Actors Lon Chaney and James Cagney, though separated by many years, were major Hollywood legends in their own respective times.  Passionate and gifted in their kindred abilities to morph into wildly disparate characters who couldn’t be more different from themselves, Chaney and Cagney set the bar for larger than life performances very high for many decades.  That the two icons of film would cross paths one day seemed unthinkable but in this 1957 biographical drama of the aptly named Man of a Thousand Faces, Mr. Cagney took on the unenviable task of portraying Mr. Chaney, one of the silver screen’s most versatile and still largely unmatched chameleons. 

While much of his life was spent in front of big studio film cameras making unforgettable and timeless movies focused on grotesque characters often ostracized from society, Mr. Chaney himself remained an intensely private man who kept his personal life out of the public eye.  Though this Academy Award nominated CinemaScope production by jack-of-all-trades director Joseph Pevney wound up taking the route most celebrity biopics do by fictionalizing some events for dramatic effect, Man of a Thousand Faces attempts to get to the heart of the man behind the mask and what drove so many of his greatest moments before the camera. 

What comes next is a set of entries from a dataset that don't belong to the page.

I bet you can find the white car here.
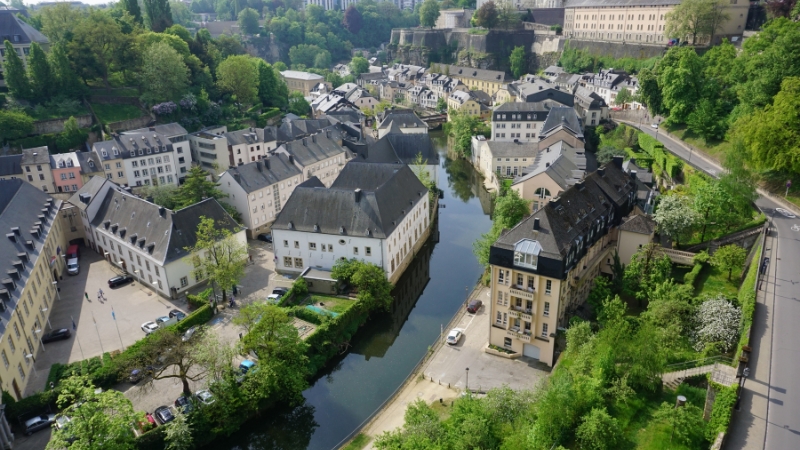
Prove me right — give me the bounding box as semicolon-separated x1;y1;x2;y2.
141;321;159;334
267;294;281;304
194;389;214;406
446;328;463;345
651;123;659;129
182;326;198;342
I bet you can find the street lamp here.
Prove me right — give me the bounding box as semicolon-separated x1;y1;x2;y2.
670;395;686;442
40;307;52;330
655;118;662;140
465;367;470;393
25;354;37;378
51;281;60;300
34;329;45;352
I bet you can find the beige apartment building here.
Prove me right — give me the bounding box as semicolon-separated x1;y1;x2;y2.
441;65;510;97
0;181;68;402
280;70;330;96
488;159;636;365
563;0;749;45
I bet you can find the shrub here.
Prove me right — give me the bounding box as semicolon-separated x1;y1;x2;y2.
693;296;741;352
706;383;738;441
290;305;324;325
683;263;704;288
187;288;213;309
734;243;760;363
135;425;167;450
6;389;57;419
171;304;213;333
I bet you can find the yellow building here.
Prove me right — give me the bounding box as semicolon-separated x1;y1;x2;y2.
441;64;510;97
447;91;482;120
280;70;330;96
563;0;749;45
0;180;68;401
488;160;636;365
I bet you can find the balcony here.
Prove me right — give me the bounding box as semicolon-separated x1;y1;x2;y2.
493;322;507;330
510;285;535;299
508;310;521;319
507;329;531;342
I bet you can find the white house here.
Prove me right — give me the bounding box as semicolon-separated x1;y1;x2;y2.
123;124;192;182
223;127;278;166
69;177;246;299
491;102;551;143
218;154;303;239
275;130;352;187
92;131;183;188
272;162;430;284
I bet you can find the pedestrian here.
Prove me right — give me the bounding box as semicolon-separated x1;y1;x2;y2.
84;292;89;301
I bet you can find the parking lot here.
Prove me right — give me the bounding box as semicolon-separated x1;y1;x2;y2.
423;286;551;393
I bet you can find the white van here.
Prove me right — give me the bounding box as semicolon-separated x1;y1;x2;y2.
66;258;79;275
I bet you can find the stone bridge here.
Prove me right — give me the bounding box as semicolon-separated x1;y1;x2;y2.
656;247;696;265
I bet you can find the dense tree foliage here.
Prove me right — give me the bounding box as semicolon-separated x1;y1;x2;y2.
665;0;729;45
473;1;497;28
420;0;440;28
473;190;531;266
332;259;394;311
509;46;526;79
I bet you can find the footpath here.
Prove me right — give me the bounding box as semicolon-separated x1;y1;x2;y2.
342;284;489;450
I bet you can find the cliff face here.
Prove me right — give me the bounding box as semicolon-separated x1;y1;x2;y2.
388;28;538;71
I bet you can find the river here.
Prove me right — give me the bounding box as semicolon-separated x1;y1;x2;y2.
218;132;493;450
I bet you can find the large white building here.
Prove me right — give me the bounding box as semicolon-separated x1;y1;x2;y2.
491;102;552;143
123;124;192;183
69;177;246;300
92;130;189;188
275;130;352;187
218;154;303;239
272;162;430;284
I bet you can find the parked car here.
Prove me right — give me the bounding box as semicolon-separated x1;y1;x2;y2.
239;359;255;374
54;414;71;430
23;414;55;436
257;233;272;243
266;294;281;304
651;123;659;129
129;369;143;383
169;309;186;321
41;328;71;343
174;396;193;414
182;326;198;342
66;244;79;260
272;287;289;297
194;389;214;406
466;299;482;313
66;258;79;275
141;321;159;334
446;328;463;345
108;275;134;288
153;406;175;425
156;316;177;328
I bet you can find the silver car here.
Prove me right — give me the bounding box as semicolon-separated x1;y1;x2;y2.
23;414;55;436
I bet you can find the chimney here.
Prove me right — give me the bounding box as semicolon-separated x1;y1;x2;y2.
256;160;263;172
264;158;270;170
549;197;560;207
6;233;15;243
533;218;540;230
597;167;605;177
302;138;308;146
354;188;362;202
630;170;637;180
288;155;294;165
612;156;623;169
326;130;331;139
158;207;166;217
312;134;317;143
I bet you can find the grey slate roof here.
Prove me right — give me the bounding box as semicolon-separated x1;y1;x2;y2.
50;152;79;170
21;146;50;165
619;214;656;235
281;132;347;167
0;179;61;337
125;123;188;139
76;151;102;175
513;152;581;189
0;155;23;177
225;153;301;194
350;134;439;166
272;162;428;239
90;187;240;265
93;132;175;161
484;140;540;158
540;107;583;137
68;176;111;211
377;109;427;132
223;127;274;146
276;118;335;142
0;8;49;45
444;65;509;83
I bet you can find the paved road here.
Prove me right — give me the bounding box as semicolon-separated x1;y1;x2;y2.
622;121;800;450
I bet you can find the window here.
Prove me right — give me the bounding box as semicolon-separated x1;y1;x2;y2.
0;350;7;368
309;243;317;250
545;280;552;295
516;273;523;286
180;276;188;287
328;244;333;251
527;276;534;289
496;291;504;305
283;240;289;247
543;302;550;316
503;337;512;347
294;257;303;268
353;247;358;255
60;174;67;180
498;269;505;284
541;323;549;338
118;171;124;178
116;162;122;168
365;247;371;256
39;174;45;181
17;363;25;380
7;336;14;353
294;241;299;249
283;257;292;267
13;323;20;339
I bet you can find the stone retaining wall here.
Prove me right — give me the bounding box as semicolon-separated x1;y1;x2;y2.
33;114;93;135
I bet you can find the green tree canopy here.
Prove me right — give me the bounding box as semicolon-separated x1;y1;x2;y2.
657;47;704;125
238;7;261;34
509;46;526;79
144;0;174;32
189;216;248;305
710;244;747;280
216;54;260;105
2;40;31;100
0;110;34;142
473;1;497;28
350;56;369;76
419;0;440;27
665;0;729;45
27;42;53;103
653;194;699;245
141;42;190;104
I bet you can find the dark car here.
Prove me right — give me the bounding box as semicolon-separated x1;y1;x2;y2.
257;233;272;243
169;309;186;321
174;396;193;414
154;406;175;425
108;275;134;288
41;328;71;343
23;414;55;436
466;299;482;314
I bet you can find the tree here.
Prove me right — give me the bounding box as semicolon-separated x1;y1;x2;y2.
474;1;497;28
642;279;695;337
38;3;86;45
0;110;34;142
170;0;193;27
164;411;193;450
687;98;726;143
693;295;741;353
2;40;31;100
217;54;259;106
419;0;440;28
446;109;488;156
121;0;143;23
288;91;311;116
27;42;53;104
614;87;633;106
49;44;84;100
350;56;369;76
710;244;747;280
313;50;331;69
473;190;530;265
496;1;521;30
238;7;260;34
255;59;288;109
652;401;706;446
653;194;699;245
596;145;625;164
188;216;248;306
509;46;526;79
623;244;672;301
332;259;394;311
68;10;130;89
342;5;363;33
636;67;663;116
141;42;190;104
436;96;447;111
233;301;275;335
735;77;800;174
665;0;729;45
47;376;139;450
141;183;180;209
657;47;704;124
175;165;227;207
144;0;174;32
576;407;622;450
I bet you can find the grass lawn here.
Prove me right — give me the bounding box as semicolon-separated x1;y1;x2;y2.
90;87;139;97
663;123;732;162
92;103;145;124
307;295;356;314
694;264;740;299
28;104;89;121
341;433;370;450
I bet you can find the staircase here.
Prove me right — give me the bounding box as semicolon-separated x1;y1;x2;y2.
662;364;717;390
661;355;733;390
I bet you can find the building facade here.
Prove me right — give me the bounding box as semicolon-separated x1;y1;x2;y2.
491;102;551;142
92;132;183;187
51;152;83;193
442;64;510;96
0;6;50;88
275;131;351;187
280;70;328;96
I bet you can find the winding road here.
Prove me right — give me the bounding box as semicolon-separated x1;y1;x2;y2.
619;121;800;450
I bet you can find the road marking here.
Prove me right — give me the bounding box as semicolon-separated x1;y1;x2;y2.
776;208;796;218
791;224;800;232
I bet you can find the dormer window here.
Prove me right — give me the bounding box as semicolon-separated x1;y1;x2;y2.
139;149;144;155
130;151;135;157
513;239;542;270
101;150;108;157
88;161;94;168
113;148;119;156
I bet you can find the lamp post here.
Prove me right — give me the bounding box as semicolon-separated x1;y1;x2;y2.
654;118;662;140
25;354;37;378
40;307;52;330
51;281;60;301
670;395;686;442
34;329;45;352
465;367;469;393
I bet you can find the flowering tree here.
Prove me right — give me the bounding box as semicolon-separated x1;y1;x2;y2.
653;194;699;245
152;101;178;116
693;295;741;352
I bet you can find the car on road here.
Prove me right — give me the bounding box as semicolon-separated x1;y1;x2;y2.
182;326;198;342
66;258;79;275
775;207;796;218
174;395;193;414
41;328;71;343
466;299;482;313
169;309;186;321
129;369;144;383
54;414;71;430
272;287;289;297
23;414;56;436
257;233;272;243
194;389;214;406
267;294;281;304
446;328;463;345
651;123;659;129
108;275;134;288
141;321;159;334
156;316;177;328
153;406;175;425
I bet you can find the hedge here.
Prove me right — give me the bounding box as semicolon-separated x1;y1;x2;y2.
734;243;761;364
683;263;704;289
303;302;370;374
706;382;738;441
6;389;57;420
170;304;213;333
187;288;213;309
135;425;167;450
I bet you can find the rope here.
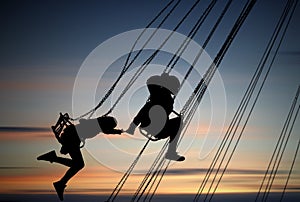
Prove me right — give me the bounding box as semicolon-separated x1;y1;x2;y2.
255;87;299;202
211;1;298;200
193;57;262;200
106;139;150;202
70;0;179;121
280;137;300;202
192;0;297;200
122;0;179;69
183;0;257;136
178;0;233;92
130;1;225;200
137;159;167;202
98;0;183;118
253;1;299;201
107;1;202;200
130;142;168;202
181;0;255;116
137;0;257;200
263;94;300;202
163;0;217;73
148;159;170;201
103;0;201;117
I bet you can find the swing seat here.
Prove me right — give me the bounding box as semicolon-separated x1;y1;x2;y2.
51;113;73;144
139;114;182;142
52;113;83;154
139;128;160;141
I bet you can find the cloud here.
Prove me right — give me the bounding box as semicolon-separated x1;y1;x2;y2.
14;188;133;193
0;166;38;170
0;126;50;133
164;168;270;175
135;168;295;176
0;127;52;140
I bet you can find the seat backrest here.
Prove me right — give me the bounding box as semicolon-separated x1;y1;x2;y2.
51;113;73;143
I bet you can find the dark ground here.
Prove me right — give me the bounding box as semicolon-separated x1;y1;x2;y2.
1;192;300;202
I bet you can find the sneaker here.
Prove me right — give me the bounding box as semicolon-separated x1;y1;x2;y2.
37;150;57;163
165;152;185;161
53;181;66;201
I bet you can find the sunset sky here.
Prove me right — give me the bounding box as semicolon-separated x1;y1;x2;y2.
0;0;300;201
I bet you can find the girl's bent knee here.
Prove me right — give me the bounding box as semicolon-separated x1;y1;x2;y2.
74;161;85;170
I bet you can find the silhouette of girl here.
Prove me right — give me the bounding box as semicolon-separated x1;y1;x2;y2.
126;73;185;161
37;116;122;201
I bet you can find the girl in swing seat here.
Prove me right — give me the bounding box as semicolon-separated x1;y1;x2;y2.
126;73;185;161
37;116;122;201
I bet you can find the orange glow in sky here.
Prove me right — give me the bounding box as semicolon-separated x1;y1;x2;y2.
1;131;299;197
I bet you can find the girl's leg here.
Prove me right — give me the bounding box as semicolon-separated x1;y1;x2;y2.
53;147;84;201
53;156;72;167
156;117;185;161
37;150;72;167
59;148;84;185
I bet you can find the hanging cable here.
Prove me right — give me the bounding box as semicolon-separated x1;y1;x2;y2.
123;0;180;69
263;92;300;201
163;0;217;73
209;2;297;201
105;139;150;202
148;160;171;201
137;0;257;201
177;0;233;92
129;1;220;200
280;137;300;202
191;0;256;114
266;104;300;201
136;158;167;202
252;1;299;201
155;0;257;199
106;1;202;201
103;0;201;117
255;86;299;202
211;1;298;201
191;0;297;201
70;0;180;120
111;0;205;196
130;142;168;202
130;1;231;201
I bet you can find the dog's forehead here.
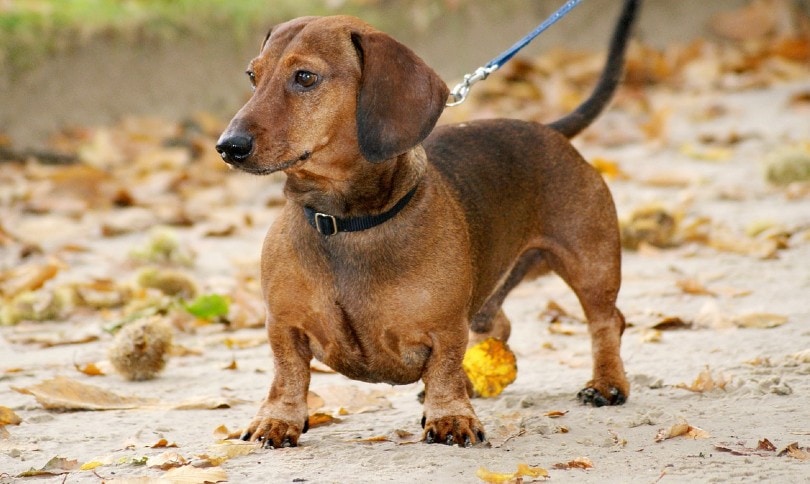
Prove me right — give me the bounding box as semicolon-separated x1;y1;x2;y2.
261;15;375;60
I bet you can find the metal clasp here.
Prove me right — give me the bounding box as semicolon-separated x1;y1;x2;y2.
446;65;497;107
314;213;338;236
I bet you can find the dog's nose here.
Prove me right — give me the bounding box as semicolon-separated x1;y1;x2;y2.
215;134;253;163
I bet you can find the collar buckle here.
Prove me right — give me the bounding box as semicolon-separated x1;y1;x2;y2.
314;212;338;236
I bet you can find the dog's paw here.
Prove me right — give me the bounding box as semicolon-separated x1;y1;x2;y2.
421;415;486;447
240;417;308;449
577;385;627;407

Following Chaney from his early days of Vaudeville on stage to the eventual transition to film from silent pictures to talkies, Man of a Thousand Faces plays a bit like a greatest hits compilation of some of the actor’s most iconic characterizations.  Technically speaking it’s handsomely photographed in panoramic widescreen by Russell Metty and sports an evocative score by Frank Skinner, though the picture is largely lead by the magnetism of James Cagney.  It’s hard to imagine the film without him.  While it does take liberties with his neurotic wife Cleva Chaney’s (Dorothy Malone) portrayal including making her additionally unsympathetic towards her husband’s deaf parents, it doesn’t hide her own transgressions including attempted suicide by drinking mercuric acid as well as abandoning her son during his childhood.


The implication here is that Mr. Chaney worked tirelessly in acting to maintain a secure and stable roof over his son’s head though the real Lon Chaney always said his personal and professional lives never collided with one another.  The film also tends to make Chaney a saintly figure when the history books will point to a man who was a bit rougher around the edges than the one seen here.  Man of a Thousand Faces lets Lon Chaney off the hook somewhat in the treatment of his wife though Cagney adds the line ‘I drove her to this’ which keeps viewers from picking sides.

Though he looks nothing like the real Lon Chaney, James Cagney’s performance as the mysterious yet ingenious actor is full of emotion and heart.  In moments of meta-filmmaking, Cagney is tasked with having to convey personal emotions through his many makeup setups more than once including his most famous role as Quasimodo in The Hunchback of Notre Dame.  Take for instance a scene where the actor is filming a pivotal sequence in Hunchback donned in his deformed makeup and the actor breaks character when his wife appears on set, resulting in a heated argument so stern he doesn’t wait to take his costume off before laying into her.  It’s a remarkable sequence where both Chaney and actor Cagney are forced to convey complex emotions from behind a mask, a testament to both actors’ gifts for performing. 

Probably the most surprising casting bit in an already meta biopic is that of then-actor/future-Paramount CEO Robert Evans as legendary Universal Studios CEO Irving Thalberg.  Opening the picture at an obituary for Mr. Chaney with the film playing as flashback, that the late Robert Evans portraying such an iconic film producer would go on to become an iconic film producer himself in later years remains a most curious coincidence and turn of events.  At a time now with studio heads generally being frowned upon as only caring about the bottom line, it’s refreshing to see Mr. Thalberg portrayed with such sympathy and a clear passion for storytelling.


As much about Lon Chaney as it is about the man portraying him, Man of a Thousand Faces represented an important chapter in James Cagney’s career though Chaney die-hards will likely come away saying the legendary actor’s life was “Hollywoodized” for the big screen.  Despite the fictionalization, it remains an engaging and entertaining traditional Hollywood biopic which for the uninitiated proves to be a good starting point to learn about both actors.  Lon Chaney demonstrated an uncanny ability to disappear into a role past the point of being recognizable and James Cagney clearly had an admiration for that kind of actor power.  Mr. Cagney might not look much like Mr. Chaney but he most certainly “gets” him.